Mediterranea si articolerà su di un ciclo di tre dibattiti, nei mesi di marzo, aprile e maggio, che avranno per tema il futuro della Libia e il suo collocamento all’interno del “Mediterraneo allargato”; la prevedibile influenza dell’Islam nella geo-strategia dell’area, l’evoluzione economica dell’area e i possibili sviluppi di partenariato per l’Italia mediterranea.

Mediterranea sarà chiusa da un workshop che si svolgerà il 10 e l’11 giugno 2011 ad Otranto (Lecce), a cui parteciperanno i direttori di alcuni dei più importanti think tank europei e della sponda sud del Mediterraneo. Nel mondo “liquido” dell’azione politica e in una fase di riequilibrio degli assetti internazionali, sconvolti dalla crisi del debito sovrano, sempre più la produzione di pensiero e la proposta arrivano da autorevoli centri di analisi e studio, i cosiddetti think tank. Uno studio recente promosso da alcune banche d’affari rileva come il 40% circa dei tecnici delle amministrazioni di governo dei principali paesi dell’OSCE abbia come provenienza proprio quello dei centri di ricerca. Questi ultimi hanno il vantaggio di non dover rispondere solo nel breve termine delle loro proposte, potendo quindi immaginare scenari di medio – lungo termini, utili ai decision-maker per immaginare il mondo come sarà, e non solo com’è.

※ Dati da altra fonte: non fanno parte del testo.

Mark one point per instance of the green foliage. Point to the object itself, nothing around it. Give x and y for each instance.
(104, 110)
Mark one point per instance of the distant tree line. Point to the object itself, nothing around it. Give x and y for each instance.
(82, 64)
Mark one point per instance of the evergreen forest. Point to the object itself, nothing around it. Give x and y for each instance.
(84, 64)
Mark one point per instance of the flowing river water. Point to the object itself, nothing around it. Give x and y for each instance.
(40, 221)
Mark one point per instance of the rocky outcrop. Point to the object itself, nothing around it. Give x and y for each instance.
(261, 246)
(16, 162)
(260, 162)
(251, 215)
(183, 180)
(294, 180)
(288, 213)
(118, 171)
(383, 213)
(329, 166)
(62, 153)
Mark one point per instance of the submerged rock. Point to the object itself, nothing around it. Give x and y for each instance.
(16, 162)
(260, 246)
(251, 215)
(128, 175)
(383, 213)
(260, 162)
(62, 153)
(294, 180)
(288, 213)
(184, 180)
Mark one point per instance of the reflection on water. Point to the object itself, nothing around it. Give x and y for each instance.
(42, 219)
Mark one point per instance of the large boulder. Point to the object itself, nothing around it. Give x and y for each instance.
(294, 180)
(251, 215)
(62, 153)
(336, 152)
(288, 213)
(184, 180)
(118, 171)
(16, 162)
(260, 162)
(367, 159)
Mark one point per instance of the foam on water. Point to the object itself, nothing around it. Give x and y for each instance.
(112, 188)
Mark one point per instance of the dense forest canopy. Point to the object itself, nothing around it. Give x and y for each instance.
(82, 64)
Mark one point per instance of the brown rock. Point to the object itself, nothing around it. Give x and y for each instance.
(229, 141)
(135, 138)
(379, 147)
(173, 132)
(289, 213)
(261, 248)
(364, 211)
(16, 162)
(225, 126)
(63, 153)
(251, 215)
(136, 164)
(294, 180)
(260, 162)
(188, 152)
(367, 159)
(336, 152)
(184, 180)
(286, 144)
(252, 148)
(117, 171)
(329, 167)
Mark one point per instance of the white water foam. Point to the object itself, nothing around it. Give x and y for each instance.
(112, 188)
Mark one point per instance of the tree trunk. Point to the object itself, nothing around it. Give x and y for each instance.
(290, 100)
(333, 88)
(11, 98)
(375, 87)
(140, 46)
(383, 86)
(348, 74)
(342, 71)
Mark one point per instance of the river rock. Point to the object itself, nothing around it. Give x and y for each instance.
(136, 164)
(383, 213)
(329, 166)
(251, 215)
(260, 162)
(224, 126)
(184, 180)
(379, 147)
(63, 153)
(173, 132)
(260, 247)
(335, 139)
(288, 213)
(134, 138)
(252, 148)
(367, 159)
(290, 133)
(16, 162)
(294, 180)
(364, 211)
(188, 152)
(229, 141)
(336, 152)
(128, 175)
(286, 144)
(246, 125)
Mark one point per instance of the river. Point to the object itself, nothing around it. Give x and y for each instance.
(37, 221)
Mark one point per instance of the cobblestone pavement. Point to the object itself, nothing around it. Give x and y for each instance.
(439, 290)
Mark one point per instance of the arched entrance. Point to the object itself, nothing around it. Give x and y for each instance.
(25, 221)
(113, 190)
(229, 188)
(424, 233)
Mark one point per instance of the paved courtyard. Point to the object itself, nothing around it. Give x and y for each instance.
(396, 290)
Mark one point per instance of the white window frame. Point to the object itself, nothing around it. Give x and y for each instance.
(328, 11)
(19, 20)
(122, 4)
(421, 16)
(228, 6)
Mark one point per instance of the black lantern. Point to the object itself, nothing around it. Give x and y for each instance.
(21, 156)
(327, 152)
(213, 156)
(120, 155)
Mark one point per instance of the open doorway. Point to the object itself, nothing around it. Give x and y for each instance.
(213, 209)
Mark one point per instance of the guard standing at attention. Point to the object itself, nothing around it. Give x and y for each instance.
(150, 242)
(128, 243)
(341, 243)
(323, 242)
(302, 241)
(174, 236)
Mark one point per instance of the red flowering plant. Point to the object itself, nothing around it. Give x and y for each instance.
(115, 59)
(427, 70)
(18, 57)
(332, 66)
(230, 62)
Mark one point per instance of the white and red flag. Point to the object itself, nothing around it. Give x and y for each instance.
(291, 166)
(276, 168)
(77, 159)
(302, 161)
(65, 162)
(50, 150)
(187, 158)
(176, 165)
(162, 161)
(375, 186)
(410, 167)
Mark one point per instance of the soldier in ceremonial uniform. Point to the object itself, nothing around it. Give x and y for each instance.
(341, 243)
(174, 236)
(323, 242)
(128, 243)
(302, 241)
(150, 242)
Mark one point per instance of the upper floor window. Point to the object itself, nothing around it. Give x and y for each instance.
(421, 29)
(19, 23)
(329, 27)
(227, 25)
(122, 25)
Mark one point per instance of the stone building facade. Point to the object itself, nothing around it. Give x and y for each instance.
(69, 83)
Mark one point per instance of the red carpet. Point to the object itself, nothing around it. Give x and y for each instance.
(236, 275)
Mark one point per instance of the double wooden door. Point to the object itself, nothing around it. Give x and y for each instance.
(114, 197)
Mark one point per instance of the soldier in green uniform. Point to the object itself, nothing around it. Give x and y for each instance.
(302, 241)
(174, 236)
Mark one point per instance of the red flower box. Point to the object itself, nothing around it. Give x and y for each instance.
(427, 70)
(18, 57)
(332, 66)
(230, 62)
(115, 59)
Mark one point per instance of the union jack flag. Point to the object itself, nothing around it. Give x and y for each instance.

I think tank sollecitano, e non da oggi, una riflessione seria e approfondita sulla configurazione e sulle opportunità per le due sponde del Mediterraneo nel mondo contemporaneo e a questa riflessione è dedicato il workshop. Nell’occasione sarà presentata una pubblicazione elettronica sulle previsioni di breve e medio termine con alcune position papers dei membri del gruppo di riflessione per prevenire tensioni e conflitti, le cui conseguenze sarebbero estremamente gravi per l’intera regione.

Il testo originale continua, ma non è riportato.